The Lowdown on Bygone Dirt
I smile because I've never forgotten being informed by English literature professors in my college days that, beneath all their copious, colorful and exaggerated finery the royalty and the nobility in those days were a mess. Those founts of useful information put across in no uncertain terms the revelation that there is a huge disconnect between the ideas of sanitation in the regal settings of just a few hundred years ago and today's admonitions toward super cleanliness that in nearly every string of TV commericials we are urged to achieve. And I wondered if it was actually true that, if we could go back into Versailles or one of those other fabled halls where all that gentry was gathered, at one of their balls or a meeting of lords, dukes, and even kings, whether our noses would indeed be assailed by all sorts of scents that we associate with pigpens and untreated sewage, while, if we were to look closely, we would see complexions on that bygone elite that would make us think of sandblasting activities or unhappy experiences while trying to climb Mt. Everest.
It seems that we would.
There's a principle that rules in many areas of our lives and is a staple of dramas of all kinds, in which rogues attract far more of our attention than do saints. So, since being unkempt and dirty has the ability to garner our interest at least as much as being tidy and clean -- that is, if you're not going to a dance or a singles bar in the next half-hour -- there are two recent books that sound like they offer engrossing reading.
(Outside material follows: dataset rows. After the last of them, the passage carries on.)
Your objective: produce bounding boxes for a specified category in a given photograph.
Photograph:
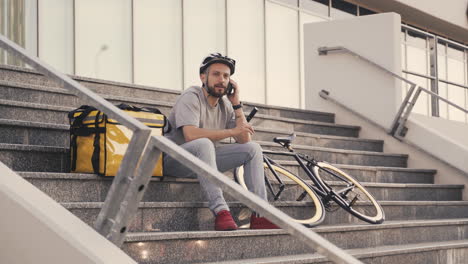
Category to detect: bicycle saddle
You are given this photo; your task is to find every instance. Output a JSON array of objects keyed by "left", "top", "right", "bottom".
[{"left": 273, "top": 133, "right": 296, "bottom": 146}]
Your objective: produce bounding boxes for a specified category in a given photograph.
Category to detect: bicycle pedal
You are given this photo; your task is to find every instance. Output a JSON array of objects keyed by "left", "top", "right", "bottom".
[
  {"left": 349, "top": 194, "right": 359, "bottom": 206},
  {"left": 296, "top": 192, "right": 307, "bottom": 202},
  {"left": 323, "top": 203, "right": 339, "bottom": 213}
]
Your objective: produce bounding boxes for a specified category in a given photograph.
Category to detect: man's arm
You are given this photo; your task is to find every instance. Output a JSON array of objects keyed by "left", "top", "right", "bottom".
[
  {"left": 182, "top": 124, "right": 251, "bottom": 143},
  {"left": 228, "top": 79, "right": 255, "bottom": 144},
  {"left": 233, "top": 108, "right": 254, "bottom": 144}
]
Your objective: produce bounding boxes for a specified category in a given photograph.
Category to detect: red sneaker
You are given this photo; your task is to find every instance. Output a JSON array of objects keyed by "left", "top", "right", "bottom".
[
  {"left": 250, "top": 213, "right": 280, "bottom": 229},
  {"left": 215, "top": 210, "right": 237, "bottom": 231}
]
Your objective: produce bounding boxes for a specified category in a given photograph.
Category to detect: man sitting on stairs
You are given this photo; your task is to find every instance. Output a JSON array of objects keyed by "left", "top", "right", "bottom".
[{"left": 164, "top": 53, "right": 278, "bottom": 231}]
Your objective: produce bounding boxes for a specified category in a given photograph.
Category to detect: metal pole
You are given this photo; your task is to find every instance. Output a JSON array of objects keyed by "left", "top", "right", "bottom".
[{"left": 429, "top": 37, "right": 439, "bottom": 117}]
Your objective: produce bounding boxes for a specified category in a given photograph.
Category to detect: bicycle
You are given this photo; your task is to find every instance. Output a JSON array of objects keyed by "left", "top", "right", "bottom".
[{"left": 234, "top": 107, "right": 385, "bottom": 227}]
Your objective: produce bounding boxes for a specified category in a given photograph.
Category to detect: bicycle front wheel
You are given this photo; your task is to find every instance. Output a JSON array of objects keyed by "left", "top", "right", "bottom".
[
  {"left": 234, "top": 163, "right": 325, "bottom": 227},
  {"left": 314, "top": 162, "right": 385, "bottom": 224}
]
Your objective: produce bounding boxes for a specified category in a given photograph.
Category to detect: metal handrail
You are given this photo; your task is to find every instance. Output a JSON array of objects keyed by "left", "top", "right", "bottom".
[
  {"left": 318, "top": 46, "right": 468, "bottom": 138},
  {"left": 402, "top": 70, "right": 468, "bottom": 89},
  {"left": 0, "top": 34, "right": 362, "bottom": 264},
  {"left": 318, "top": 46, "right": 418, "bottom": 135}
]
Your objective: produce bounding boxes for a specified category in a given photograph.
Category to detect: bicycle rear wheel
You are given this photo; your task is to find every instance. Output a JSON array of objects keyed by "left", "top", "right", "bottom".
[
  {"left": 313, "top": 162, "right": 385, "bottom": 224},
  {"left": 234, "top": 163, "right": 325, "bottom": 227}
]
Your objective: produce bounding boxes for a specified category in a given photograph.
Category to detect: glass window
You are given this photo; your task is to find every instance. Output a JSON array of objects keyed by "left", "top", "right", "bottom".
[
  {"left": 276, "top": 0, "right": 298, "bottom": 7},
  {"left": 266, "top": 2, "right": 300, "bottom": 107},
  {"left": 359, "top": 6, "right": 376, "bottom": 16},
  {"left": 0, "top": 0, "right": 27, "bottom": 66},
  {"left": 38, "top": 0, "right": 74, "bottom": 74},
  {"left": 447, "top": 85, "right": 466, "bottom": 122},
  {"left": 133, "top": 0, "right": 183, "bottom": 90},
  {"left": 301, "top": 0, "right": 329, "bottom": 17},
  {"left": 183, "top": 0, "right": 226, "bottom": 87},
  {"left": 406, "top": 30, "right": 427, "bottom": 49},
  {"left": 75, "top": 0, "right": 132, "bottom": 82},
  {"left": 439, "top": 82, "right": 449, "bottom": 119},
  {"left": 406, "top": 45, "right": 428, "bottom": 74},
  {"left": 227, "top": 0, "right": 266, "bottom": 103}
]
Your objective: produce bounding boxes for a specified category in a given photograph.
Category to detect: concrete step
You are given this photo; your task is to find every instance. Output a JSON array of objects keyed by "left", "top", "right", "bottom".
[
  {"left": 21, "top": 172, "right": 464, "bottom": 202},
  {"left": 0, "top": 119, "right": 383, "bottom": 152},
  {"left": 253, "top": 127, "right": 383, "bottom": 152},
  {"left": 278, "top": 160, "right": 437, "bottom": 183},
  {"left": 0, "top": 143, "right": 70, "bottom": 172},
  {"left": 0, "top": 99, "right": 360, "bottom": 137},
  {"left": 0, "top": 65, "right": 335, "bottom": 123},
  {"left": 61, "top": 201, "right": 468, "bottom": 232},
  {"left": 0, "top": 139, "right": 408, "bottom": 172},
  {"left": 210, "top": 240, "right": 468, "bottom": 264},
  {"left": 21, "top": 172, "right": 464, "bottom": 202},
  {"left": 257, "top": 141, "right": 408, "bottom": 167},
  {"left": 118, "top": 219, "right": 468, "bottom": 263}
]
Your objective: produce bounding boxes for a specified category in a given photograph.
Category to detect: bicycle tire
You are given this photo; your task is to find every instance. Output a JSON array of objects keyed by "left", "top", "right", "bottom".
[
  {"left": 313, "top": 162, "right": 385, "bottom": 224},
  {"left": 234, "top": 163, "right": 325, "bottom": 227}
]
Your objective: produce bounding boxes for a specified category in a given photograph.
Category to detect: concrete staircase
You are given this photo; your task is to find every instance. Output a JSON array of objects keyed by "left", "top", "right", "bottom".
[{"left": 0, "top": 66, "right": 468, "bottom": 263}]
I couldn't resist grabbing for this post the following passages from a review of both books that appears in a recent issue of the Wilson Quarterly. (The quarterly's site was so cagey about supplying the issue's exact date that I couldn't find it in the two minutes that I allotted to the search, though I'm guessing it is Spring 2008. Meanwhile thanks, Angry Arab.)
The real Dark Ages of cleanliness began in the 16th century. Fear of disease helps explain why people just stopped bathing—indeed, doing any meaningful washing. Ashenburg blames the plague, which produced so many corpses that they were layered in mass graves “just as one makes lasagne,” wrote one Florentine. Smith thinks the likelier culprit is syphilis, which by the 16th century was both virulent and prevalent. Clueless doctors declared that bathing was dangerous, because it opened the skin to the malign “vapors” thought to cause much illness.
....Most of the deliciously dreadful things you know about how dirty people used to be are drawn from this lengthy Age of the Great Unwashed. Even aristocrats were filthy and louse ridden beneath their jewels, brocades, and furs. In England, Elizabeth I declared that she bathed once a month “whether I need it or not.” In Spain during the Inquisition, Ashenburg says, Jew and Muslim alike could be condemned by the frightful words “was known to bathe.” Nor was sanitation prized in France, where feces left in the halls of Versailles were carted away once a week. Instead of bathing, smelly, grimy people changed into fresh linens, which became a consumer craze among the Dutch. When John Wesley famously remarked, in 1791, that “cleanliness is, indeed, next to godliness,” he wasn’t talking about the body, but about clothes.
If you want to read more, one of those books is "Clean: A History of Personal Hygiene and Purity," by Virginia Smith. It is described by the quarterly as being "scholarly." The other is "The Dirt on Clean: An Unsanitary History," by Katherine Ashenburg." It is described as being "gossipy." I know which one will be grabbed first.